The coffee company did report adjusted earnings of 62 cents per share in the quarter ended July 1, beating analysts’ estimates of 61 cents. Revenue for the quarter came in at $6.31 billion versus estimates for $6.26 billion.
Looking ahead to the 2018 full year, the company said it expects to see EPS in the range of $2.40 to $2.42 and global same store sales growth to be just below the 3-5% targeted range.
Meanwhile competitors such as Dunkin' Donuts seem to be doing a better job of attracting consumers. Dunkin' Brands reported increased comps, revenue and profit in its second quarter report also this week.

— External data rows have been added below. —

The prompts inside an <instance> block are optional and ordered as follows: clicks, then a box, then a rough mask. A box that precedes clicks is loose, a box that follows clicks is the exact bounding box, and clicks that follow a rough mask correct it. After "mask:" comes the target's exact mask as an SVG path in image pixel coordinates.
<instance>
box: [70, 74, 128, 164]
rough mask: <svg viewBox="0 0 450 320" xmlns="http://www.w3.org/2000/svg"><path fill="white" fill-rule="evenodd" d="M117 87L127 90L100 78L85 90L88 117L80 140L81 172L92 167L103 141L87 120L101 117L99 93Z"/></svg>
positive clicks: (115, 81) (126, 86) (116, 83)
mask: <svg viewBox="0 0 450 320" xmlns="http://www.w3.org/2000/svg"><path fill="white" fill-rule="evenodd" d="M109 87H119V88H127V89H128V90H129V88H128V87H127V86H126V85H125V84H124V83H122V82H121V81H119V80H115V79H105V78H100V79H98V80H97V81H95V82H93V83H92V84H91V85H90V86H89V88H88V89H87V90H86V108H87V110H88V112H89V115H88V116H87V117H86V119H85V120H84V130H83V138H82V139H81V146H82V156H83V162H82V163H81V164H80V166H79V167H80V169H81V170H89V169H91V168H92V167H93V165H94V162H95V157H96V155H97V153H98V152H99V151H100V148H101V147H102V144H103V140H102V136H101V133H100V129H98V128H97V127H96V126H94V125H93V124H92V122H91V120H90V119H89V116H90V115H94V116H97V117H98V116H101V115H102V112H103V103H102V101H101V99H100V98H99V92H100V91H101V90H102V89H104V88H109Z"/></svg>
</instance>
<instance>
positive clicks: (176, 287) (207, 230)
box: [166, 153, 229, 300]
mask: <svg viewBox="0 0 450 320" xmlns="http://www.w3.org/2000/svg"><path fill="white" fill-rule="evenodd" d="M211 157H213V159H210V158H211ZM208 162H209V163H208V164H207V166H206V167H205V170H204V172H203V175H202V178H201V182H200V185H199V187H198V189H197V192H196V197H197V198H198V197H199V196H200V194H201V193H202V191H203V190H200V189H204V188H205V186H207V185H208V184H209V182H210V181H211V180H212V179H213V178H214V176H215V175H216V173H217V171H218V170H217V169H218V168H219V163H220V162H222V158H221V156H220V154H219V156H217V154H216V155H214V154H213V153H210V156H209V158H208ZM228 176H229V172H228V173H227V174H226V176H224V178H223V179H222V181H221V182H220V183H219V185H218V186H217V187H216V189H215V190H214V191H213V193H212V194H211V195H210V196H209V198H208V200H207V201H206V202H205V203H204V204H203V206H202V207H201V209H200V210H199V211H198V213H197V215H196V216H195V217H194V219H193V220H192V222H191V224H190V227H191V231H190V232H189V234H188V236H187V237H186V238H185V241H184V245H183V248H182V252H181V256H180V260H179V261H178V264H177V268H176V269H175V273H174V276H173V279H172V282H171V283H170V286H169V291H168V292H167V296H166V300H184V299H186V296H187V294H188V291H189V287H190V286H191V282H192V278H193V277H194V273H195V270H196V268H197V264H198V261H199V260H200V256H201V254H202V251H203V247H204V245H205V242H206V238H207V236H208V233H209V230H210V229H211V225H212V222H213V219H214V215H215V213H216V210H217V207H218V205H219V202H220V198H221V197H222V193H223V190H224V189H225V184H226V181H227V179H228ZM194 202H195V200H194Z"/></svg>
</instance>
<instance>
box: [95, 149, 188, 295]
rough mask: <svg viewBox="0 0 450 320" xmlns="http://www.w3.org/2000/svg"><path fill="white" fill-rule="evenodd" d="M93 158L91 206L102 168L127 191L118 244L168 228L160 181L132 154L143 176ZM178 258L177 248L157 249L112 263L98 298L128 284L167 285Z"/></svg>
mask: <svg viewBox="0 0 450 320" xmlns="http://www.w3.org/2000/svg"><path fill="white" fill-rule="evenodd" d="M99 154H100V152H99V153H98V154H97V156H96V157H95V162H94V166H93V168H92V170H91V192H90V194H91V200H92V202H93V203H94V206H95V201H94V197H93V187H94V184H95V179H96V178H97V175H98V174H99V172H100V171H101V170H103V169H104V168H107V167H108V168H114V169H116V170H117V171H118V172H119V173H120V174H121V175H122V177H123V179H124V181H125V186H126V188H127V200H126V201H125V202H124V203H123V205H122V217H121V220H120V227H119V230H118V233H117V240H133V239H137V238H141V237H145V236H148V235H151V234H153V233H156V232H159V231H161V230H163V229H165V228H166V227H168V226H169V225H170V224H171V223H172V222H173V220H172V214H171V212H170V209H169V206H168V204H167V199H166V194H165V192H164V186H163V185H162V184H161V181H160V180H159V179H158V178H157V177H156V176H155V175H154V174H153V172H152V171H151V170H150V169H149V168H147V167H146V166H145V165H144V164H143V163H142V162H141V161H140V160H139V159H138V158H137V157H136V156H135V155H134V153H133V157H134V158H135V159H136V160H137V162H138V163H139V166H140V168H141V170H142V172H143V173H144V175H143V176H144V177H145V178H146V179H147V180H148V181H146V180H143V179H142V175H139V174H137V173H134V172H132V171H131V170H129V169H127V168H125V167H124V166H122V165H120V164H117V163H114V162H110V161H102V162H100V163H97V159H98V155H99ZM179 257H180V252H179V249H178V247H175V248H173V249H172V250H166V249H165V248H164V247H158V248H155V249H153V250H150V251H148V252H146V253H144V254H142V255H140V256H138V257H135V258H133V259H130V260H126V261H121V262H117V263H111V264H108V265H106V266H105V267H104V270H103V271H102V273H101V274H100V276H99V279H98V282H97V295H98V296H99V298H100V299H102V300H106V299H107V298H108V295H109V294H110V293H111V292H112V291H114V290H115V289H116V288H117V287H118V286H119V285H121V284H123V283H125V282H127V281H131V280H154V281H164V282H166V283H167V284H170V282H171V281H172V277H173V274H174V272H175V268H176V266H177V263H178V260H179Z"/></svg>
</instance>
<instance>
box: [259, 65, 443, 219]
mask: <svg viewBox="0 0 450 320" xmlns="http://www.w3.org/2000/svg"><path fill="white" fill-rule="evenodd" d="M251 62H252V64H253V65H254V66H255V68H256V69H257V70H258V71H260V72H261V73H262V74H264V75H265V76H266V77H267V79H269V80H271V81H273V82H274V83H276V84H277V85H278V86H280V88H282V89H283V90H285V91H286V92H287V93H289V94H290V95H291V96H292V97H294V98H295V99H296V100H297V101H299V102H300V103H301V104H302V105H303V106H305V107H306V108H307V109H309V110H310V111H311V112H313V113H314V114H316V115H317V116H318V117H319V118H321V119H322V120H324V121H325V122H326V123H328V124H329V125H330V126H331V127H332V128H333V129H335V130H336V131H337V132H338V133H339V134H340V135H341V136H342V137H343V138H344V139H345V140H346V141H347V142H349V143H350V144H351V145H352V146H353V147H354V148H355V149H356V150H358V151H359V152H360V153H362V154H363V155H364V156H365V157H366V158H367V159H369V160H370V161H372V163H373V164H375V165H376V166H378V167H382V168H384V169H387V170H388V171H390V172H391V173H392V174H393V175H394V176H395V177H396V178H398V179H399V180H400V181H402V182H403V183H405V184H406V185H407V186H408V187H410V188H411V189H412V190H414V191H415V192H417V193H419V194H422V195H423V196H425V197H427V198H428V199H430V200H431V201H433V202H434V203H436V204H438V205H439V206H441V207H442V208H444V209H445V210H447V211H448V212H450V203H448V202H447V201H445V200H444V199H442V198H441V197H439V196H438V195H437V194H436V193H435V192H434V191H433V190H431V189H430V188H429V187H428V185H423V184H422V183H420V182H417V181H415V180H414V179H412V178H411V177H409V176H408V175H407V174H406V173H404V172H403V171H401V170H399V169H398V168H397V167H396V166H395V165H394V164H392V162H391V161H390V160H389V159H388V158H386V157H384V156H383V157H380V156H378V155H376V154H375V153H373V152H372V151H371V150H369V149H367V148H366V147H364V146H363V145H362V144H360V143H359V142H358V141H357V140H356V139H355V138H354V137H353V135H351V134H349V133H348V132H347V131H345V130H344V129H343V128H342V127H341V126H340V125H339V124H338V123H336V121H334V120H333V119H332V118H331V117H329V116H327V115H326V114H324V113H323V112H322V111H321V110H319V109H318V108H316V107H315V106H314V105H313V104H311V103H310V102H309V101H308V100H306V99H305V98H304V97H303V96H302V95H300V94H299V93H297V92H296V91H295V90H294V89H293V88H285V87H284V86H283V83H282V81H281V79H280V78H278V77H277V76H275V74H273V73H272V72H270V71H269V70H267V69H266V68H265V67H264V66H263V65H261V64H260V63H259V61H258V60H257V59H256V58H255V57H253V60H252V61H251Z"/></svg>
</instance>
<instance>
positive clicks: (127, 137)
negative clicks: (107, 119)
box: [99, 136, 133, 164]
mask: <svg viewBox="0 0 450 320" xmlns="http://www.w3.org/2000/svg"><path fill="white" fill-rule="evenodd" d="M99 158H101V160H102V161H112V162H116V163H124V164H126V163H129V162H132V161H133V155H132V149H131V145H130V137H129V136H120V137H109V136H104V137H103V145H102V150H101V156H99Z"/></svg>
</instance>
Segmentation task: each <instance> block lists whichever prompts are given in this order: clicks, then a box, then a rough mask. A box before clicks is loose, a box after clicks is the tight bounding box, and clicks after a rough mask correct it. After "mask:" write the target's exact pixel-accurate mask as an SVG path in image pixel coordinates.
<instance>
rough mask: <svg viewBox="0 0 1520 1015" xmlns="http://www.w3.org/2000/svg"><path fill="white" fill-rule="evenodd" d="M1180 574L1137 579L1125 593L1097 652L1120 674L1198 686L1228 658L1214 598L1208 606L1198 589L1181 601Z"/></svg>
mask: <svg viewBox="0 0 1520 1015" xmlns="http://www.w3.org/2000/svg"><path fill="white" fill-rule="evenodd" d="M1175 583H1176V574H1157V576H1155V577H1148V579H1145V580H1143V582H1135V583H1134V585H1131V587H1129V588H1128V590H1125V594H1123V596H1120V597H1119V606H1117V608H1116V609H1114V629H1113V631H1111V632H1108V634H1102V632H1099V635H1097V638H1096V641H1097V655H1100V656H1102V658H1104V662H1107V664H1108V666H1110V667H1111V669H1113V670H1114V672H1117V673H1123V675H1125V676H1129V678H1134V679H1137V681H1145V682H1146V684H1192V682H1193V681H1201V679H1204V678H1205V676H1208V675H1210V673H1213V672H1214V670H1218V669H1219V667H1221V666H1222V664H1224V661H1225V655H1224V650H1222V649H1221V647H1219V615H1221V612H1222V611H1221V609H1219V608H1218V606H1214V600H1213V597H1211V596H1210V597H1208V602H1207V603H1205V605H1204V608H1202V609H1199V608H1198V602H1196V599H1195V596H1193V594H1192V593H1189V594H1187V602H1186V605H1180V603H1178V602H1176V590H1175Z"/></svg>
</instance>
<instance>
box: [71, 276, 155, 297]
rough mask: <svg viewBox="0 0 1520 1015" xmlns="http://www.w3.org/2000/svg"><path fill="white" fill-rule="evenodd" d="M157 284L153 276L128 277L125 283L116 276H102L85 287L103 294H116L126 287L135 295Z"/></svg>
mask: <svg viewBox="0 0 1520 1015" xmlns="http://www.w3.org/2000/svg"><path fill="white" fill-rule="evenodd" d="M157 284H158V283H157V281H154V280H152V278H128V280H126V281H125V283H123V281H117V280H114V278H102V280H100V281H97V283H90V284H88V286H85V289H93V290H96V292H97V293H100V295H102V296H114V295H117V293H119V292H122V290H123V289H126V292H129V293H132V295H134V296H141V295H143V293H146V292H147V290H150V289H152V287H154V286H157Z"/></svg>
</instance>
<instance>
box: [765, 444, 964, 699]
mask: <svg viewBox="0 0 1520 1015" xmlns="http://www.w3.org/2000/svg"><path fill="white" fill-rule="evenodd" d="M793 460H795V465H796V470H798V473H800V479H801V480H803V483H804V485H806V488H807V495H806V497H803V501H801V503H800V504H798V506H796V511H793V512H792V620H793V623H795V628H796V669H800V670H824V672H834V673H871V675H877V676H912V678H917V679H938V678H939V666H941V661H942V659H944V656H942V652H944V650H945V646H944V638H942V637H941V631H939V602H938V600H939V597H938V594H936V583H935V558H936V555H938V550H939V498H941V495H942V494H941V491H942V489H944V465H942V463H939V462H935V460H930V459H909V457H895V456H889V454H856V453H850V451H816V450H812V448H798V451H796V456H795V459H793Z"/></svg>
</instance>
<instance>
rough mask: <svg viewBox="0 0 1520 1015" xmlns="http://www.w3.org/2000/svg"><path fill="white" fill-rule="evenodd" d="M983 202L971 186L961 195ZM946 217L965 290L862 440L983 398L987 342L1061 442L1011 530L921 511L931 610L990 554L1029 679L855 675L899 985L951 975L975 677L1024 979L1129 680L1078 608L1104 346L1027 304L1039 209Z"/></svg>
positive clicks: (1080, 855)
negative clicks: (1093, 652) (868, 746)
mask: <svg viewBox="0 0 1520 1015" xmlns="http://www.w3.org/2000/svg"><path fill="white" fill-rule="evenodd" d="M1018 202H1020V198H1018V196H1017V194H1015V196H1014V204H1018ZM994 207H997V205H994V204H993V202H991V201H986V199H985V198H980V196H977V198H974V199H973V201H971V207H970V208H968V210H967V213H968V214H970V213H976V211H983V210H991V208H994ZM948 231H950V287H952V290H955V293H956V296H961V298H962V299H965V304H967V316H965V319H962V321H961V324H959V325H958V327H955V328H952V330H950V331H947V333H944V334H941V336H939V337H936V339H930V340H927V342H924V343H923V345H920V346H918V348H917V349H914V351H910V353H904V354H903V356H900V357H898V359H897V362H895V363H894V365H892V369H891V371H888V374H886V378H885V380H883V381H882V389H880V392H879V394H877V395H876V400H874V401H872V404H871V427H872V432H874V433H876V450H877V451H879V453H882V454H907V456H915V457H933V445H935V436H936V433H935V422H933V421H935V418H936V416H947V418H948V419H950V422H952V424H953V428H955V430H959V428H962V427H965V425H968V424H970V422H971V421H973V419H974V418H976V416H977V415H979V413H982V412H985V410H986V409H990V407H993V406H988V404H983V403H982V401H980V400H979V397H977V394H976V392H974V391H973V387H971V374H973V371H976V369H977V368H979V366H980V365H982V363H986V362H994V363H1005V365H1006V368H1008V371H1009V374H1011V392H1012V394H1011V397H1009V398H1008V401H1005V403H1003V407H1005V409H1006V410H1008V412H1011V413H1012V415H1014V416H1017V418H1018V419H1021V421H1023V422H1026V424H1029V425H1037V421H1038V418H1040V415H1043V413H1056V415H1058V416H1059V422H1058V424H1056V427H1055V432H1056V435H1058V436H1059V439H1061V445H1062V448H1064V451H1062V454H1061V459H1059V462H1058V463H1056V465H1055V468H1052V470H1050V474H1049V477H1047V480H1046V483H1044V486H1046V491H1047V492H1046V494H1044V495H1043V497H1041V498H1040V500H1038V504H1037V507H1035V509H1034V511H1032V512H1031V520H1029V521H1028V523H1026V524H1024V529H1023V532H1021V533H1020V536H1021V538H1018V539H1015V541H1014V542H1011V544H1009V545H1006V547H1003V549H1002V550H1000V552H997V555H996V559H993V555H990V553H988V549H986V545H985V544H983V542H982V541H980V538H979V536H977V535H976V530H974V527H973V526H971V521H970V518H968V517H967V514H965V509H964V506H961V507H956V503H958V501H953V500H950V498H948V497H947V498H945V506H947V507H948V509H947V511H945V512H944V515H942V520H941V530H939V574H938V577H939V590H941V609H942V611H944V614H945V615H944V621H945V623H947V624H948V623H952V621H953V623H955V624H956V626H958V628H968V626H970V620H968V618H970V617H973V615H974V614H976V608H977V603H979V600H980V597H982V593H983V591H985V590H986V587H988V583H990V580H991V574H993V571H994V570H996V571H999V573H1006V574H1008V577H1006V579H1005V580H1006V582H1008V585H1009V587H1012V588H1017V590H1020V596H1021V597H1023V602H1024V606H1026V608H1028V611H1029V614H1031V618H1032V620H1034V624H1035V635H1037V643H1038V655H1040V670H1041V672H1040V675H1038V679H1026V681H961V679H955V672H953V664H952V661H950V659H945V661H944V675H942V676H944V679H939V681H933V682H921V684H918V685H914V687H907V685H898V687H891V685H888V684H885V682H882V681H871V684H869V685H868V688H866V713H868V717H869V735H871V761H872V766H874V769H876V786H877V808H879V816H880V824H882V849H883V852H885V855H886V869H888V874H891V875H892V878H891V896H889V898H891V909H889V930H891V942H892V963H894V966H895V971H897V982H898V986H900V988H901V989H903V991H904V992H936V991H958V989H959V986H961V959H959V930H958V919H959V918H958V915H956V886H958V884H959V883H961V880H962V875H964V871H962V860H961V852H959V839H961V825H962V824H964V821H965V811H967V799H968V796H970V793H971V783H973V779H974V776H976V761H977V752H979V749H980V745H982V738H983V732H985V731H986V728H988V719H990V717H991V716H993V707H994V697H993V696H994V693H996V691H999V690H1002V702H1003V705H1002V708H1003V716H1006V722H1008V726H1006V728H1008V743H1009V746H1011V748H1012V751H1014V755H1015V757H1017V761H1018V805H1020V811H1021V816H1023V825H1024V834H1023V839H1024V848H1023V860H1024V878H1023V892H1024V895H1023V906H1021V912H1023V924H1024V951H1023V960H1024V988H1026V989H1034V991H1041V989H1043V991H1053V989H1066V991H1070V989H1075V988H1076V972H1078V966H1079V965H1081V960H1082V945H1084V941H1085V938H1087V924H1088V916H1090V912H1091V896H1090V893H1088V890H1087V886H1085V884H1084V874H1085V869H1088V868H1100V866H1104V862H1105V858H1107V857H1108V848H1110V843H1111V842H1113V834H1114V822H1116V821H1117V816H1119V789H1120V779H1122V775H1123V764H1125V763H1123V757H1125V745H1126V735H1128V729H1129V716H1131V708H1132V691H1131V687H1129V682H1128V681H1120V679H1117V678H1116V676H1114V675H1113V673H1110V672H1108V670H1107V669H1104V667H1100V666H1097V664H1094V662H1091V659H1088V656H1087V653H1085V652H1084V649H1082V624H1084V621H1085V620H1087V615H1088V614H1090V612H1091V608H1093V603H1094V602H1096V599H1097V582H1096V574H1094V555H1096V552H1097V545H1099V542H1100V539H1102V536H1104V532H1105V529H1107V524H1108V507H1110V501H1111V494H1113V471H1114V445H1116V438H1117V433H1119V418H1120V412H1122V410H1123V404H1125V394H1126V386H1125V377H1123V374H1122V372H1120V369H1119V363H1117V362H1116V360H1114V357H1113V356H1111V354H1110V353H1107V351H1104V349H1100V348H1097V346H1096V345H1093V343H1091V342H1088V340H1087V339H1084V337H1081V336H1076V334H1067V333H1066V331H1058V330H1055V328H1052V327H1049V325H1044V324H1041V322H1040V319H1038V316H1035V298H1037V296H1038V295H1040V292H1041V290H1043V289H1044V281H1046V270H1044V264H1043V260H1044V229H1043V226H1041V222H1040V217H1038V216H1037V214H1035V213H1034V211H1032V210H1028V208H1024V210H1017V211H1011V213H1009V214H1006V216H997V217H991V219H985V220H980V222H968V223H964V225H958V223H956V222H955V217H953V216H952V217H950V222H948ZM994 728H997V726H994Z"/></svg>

"Our second quarter 2018 Dunkin' Donuts U.S. comparable store sales growth is an early sign of the progress we are making with our Blueprint for Growth," said David Hoffmann, Chief Executive Officer and President of Dunkin' Donuts U.S. "Our highest quarterly beverages sales on record underscored that we're on track towards our goal to be the nation's leading beverage-led, on-the-go brand. Along with our franchisees, we leveraged national marketing to launch the most comprehensive value program in the brand's history driving breakfast sandwich sales, which more than offset the impact of menu simplification. We have strong alignment with our franchisees on the brand's strategy and remain on track to open 50 NextGen new and remodeled restaurants this year with Dunkin' Donuts U.S. again expected to be one of the fastest-growing QSR brands by unit count in the country for 2018."